税務上の優遇措置を受けるためのお決まりの要件です。

② 適用年度とその前事業年度に、事業主都合による離職者がいないこと

これは雇用保険被保険者資格喪失届の喪失原因において、「事業主都合による離職」に該当する退職がないということです。
つまり従業員を解雇したなどという事実があれば適用を受けることはできません。
解雇だけでなく、ハローワークのホームページによれば、下記についても「事業主都合による離職」と判断される可能性があります。
・労働契約の締結に際し明示された労働条件が事実と著しく相違したことにより離職した場合
・事業主が労働者の職種転換等に際して、当該労働者の職業生活の継続のために必要な配慮を行っていないため離職した場合
・上司、 同僚等からの故意の排斥又は著しい冷遇若しくは嫌がらせを受けたことによって離職した場合及び事業主が職場におけるセクシュアルハラスメントの事実を把握していながら、雇用管理上の措置を講じなかったことにより離職した場合
・事業主から直接若しくは間接に退職するよう勧奨を受けたことにより離職した場合
・ 会社の業務が法令に違反したため離職した場合

③ 適用年度に雇用者(雇用保険一般被保険者)の数を5人以上(資本金1億円以下の法人などの中小企業については2人以上)、かつ10%以上増加させていること

この要件が一番のネックとなる場合が多いようです。従業員が数千人規模の会社であればなかなか大変な要件ですが、従業員100人以下の会社であれば、それほど高いハードルではないのでは、と考えられます。

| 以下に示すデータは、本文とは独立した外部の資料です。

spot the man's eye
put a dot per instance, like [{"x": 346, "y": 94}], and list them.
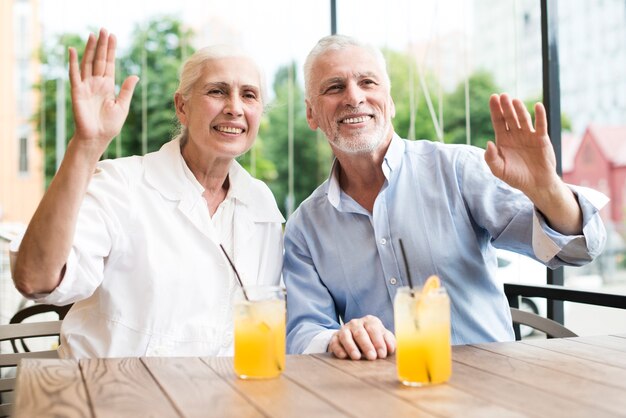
[{"x": 333, "y": 88}]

④ 適用年度における給与等の支給額が、比較給与等支給額以上であること

比較給与等支給額=前事業年度の給与等の支給額+(前事業年度の給与等の支給額×雇用増加割合×30%)
つまり、雇用数を増加させても、増加した従業員に対する給与が低水準であれば適用できませんよ、ということです。一般的な正社員を採用するような場合は、この要件は満たされる場合が多いのではないでしょうか。

⑤ 風俗営業等を営む会社ではないこと

これにはキャバレー、ナイトクラブ、ダンスホール、麻雀店、パチンコ店なども含まれます。

 

2.適用のための手続について

①雇用促進計画の作成・提出

適用年度開始後2か月以内に、雇用促進計画を作成し、ハローワークに提出することが必要です。
つまり、事前にきちんと計画を立てなければ適用できませんよ、ということです。これが忘れやすく気を付けなければなりません。今年度従業員が大幅に増えそうだ、という場合はとりあえず提出しておくということがよいかと考えられます。
なお、ハローワークでは雇用促進計画に沿った新規採用を後押ししてくれる制度もあります。

②雇用促進計画の達成状況の確認

適用年度終了後2か月以内にハローワークで雇用促進計画の達成状況の確認を求める必要があります。たとえ計画が未達となっても、それ自体で適用ができなくなるわけではありません。

③税務署へ申告

確認を受けた雇用促進計画の写しを確定申告書に添付します。
なお、雇用促進計画の達成状況の確認には2週間から1か月程度かかりますので、事業年度終了後に速やかに確認を求めることが必要です。

なお、「雇用促進税制」は、「所得拡大促進税制」との選択となりますので、その点はご留意下さい。どちらの税制が有利か事前に判断する必要があります。